The head vibration signal has strong correlation with psychological state, is one of the most obvious signals correlated with psychological activities, and has the principle that: the vertical balance of the human head is controlled by the vestibular system, and the psychological activities of individuals can act on the vestibular organs through the cerebral cortex, thereby affecting the vertical balance of the head, a function called vestibular reflex function. Vestibular organ reflex is an uncontrollable autologous primary vibration, not controlled by the individual's mental awareness, so head vibration is a true response of the individual's mental state. The vestibular reflex function enables psychological activities and head vibration to have the characteristics of direct association and sensitive communication, the Euler motion amplification is utilized to display fine head vibration, the head vibration is reversely analyzed through artificial intelligence, and the psychological and physiological states of an individual can be accurately, rapidly and imperceptibly perceived.
In the above embodiment, the second heart rate and the respiration rate are obtained by detecting the thoracic cavity position fluctuation caused by the vital movement of the human body through the millimeter wave radar. Specifically, the millimeter wave radar measures one set of data every 50ms, and after accumulating N frames of data, the phase change condition changing with time can be obtained, and the phase change condition reflects the body surface amplitude change (generated by respiration and heartbeat in physiological activities) of the tested person. And selecting a proper sliding window according to the body surface amplitude change curve, estimating by using 512 frames of data, namely, a sliding window of 25.6s, and performing relevant filtering processing on the phase information.
And filtering the phase information, filtering out the respiration and heartbeat signal waveforms by using two groups of band-pass filters with different cut-off frequencies, and obtaining the second heart rate and the respiration rate of the tested person by using methods such as FFT (fast Fourier transform) or peak count.
As shown in fig. 2, according to a psychological state sensing method of an embodiment provided by the present application, preprocessing an image sequence and millimeter wave radar initial data to obtain a head region image sequence, a face region image sequence and an original millimeter wave radar data sequence which are continuous in time sequence, specifically including the following steps:
step S202: processing the image sequence through a head detection algorithm with a tracking algorithm to obtain a head region image sequence with a time stamp;
step S204: processing the image sequence through a face detection algorithm with a tracking algorithm to obtain a face region image sequence with a time stamp;
step S206: and filtering the millimeter wave radar initial data through a filtering algorithm and a wavelet transformation algorithm to obtain an original millimeter wave radar data sequence with a time stamp.
In this embodiment, preprocessing is performed on the image sequence and the millimeter wave radar initial data to obtain a head region image sequence, a face region image sequence and an original millimeter wave radar data sequence which are continuous in time sequence, specifically, processing the image sequence by using an existing head detection algorithm, cutting out a head region corresponding to each frame of image, and storing the head region image sequence as a head region image sequence with timestamp information. And processing the image sequence by using the existing face detection algorithm, cutting out a face region corresponding to each frame of image, and storing the face region image sequence with time stamp information.
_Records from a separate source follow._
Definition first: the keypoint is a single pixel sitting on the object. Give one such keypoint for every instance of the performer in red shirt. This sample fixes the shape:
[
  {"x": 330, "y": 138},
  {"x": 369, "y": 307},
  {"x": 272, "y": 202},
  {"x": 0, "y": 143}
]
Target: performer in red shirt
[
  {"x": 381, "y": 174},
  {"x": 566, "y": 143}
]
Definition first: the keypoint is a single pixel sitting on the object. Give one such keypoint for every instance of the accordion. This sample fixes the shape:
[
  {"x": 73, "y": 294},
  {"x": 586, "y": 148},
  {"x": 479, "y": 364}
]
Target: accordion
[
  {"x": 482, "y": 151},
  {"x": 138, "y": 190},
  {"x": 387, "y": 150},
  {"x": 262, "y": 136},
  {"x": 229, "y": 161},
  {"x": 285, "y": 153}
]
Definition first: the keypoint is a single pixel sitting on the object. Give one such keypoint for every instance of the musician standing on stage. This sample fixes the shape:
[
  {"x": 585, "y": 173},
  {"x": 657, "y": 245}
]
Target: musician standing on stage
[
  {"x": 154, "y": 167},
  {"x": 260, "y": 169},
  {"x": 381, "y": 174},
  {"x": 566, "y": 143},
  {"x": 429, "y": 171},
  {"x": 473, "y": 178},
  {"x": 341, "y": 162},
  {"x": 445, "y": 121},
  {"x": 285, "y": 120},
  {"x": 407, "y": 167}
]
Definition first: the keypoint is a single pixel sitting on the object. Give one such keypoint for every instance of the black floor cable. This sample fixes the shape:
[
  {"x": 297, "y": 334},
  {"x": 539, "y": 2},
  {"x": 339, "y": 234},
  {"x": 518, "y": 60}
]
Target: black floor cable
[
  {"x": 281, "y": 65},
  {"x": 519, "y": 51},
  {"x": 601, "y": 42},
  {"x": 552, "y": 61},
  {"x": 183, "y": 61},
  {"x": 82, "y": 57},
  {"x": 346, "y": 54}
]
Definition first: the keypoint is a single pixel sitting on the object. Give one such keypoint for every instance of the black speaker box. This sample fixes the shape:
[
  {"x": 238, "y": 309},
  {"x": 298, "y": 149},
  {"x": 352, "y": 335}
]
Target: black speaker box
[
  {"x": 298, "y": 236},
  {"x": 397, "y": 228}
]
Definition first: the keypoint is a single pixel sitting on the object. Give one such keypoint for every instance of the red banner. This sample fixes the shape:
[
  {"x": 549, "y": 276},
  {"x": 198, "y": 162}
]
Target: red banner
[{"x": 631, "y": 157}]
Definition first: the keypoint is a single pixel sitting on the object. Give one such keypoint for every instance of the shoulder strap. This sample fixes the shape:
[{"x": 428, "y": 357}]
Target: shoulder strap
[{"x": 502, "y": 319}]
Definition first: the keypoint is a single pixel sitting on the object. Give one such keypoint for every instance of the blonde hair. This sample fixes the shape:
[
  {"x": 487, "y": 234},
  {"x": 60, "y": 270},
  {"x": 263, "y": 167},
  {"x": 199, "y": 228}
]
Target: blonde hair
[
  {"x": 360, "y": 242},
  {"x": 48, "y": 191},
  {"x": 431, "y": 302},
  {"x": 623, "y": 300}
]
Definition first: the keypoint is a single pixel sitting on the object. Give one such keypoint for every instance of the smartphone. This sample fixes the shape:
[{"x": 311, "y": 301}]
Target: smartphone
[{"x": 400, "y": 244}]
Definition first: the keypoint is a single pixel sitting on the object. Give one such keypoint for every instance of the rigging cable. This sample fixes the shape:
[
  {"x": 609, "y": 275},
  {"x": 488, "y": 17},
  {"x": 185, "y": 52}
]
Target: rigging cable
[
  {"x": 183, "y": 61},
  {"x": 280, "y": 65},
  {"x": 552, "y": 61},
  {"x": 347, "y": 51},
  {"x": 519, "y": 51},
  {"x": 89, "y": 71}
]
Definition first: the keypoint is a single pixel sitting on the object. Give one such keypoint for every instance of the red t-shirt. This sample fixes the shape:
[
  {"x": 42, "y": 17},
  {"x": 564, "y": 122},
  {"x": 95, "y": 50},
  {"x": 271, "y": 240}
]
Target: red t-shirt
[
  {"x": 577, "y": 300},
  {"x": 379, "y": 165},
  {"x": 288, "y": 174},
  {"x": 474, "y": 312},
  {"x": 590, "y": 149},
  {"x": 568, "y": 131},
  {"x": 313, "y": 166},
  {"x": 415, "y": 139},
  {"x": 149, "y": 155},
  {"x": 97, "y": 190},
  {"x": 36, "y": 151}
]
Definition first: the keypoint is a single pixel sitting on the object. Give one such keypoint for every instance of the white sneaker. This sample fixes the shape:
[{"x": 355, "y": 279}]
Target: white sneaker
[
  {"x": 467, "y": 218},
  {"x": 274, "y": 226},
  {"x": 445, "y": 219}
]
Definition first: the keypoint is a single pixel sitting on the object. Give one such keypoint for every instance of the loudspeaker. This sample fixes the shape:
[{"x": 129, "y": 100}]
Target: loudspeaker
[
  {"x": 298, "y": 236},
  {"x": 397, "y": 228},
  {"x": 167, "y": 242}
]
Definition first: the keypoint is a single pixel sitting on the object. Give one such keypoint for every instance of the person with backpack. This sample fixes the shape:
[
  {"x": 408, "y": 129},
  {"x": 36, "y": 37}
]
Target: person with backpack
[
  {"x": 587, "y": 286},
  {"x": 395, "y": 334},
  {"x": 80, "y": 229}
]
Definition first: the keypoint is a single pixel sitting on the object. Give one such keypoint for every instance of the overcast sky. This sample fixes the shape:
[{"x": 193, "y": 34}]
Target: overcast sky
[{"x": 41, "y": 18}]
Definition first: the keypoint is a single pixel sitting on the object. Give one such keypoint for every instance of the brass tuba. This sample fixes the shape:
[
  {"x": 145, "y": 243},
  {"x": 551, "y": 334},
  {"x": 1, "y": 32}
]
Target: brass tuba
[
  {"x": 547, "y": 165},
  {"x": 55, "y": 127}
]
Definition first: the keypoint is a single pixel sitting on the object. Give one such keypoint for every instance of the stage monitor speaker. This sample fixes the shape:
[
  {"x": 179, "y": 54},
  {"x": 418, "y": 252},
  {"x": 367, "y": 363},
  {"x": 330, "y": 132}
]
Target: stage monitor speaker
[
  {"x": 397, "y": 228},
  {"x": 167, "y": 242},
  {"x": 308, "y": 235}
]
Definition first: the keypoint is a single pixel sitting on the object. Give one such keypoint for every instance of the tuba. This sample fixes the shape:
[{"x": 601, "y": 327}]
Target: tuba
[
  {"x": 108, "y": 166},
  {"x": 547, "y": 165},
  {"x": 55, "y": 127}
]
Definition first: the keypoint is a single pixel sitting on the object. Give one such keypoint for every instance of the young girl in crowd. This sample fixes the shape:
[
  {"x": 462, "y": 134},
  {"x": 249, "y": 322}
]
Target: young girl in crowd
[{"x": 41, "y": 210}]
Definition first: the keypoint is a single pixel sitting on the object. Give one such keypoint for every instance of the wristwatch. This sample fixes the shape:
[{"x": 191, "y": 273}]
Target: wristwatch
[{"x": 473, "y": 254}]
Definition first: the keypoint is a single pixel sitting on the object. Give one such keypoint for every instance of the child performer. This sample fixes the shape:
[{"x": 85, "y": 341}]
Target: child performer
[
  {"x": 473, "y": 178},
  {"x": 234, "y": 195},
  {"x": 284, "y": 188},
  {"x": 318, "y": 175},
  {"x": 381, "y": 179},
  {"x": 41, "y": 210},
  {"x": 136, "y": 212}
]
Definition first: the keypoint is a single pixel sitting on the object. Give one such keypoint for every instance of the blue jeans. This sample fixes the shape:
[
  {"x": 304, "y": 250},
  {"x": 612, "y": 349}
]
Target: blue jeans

And processing millimeter wave radar initial data by using a filtering algorithm, and storing the processing result as a millimeter wave radar data sequence with time stamp information.
As shown in fig. 3, according to a psychological state sensing method according to an embodiment of the present application, a head region image sequence is analyzed to obtain a head vibration signal feature, which specifically includes the following steps:
step S302: performing motion amplification on the head region image sequence by using an Euler motion amplification method to obtain amplified head motion;
step S304: obtaining head motion information according to the amplified head motion and the inter-frame continuity of the image sequence, wherein the head motion information comprises one or a combination of the following components: the frequency, frequency distribution, frequency transformation range, amplitude variation range, motion symmetry and motion period of the head motion in the transverse direction and the longitudinal direction;
step S306: vectorizing the head motion information pair to obtain the head vibration signal characteristics.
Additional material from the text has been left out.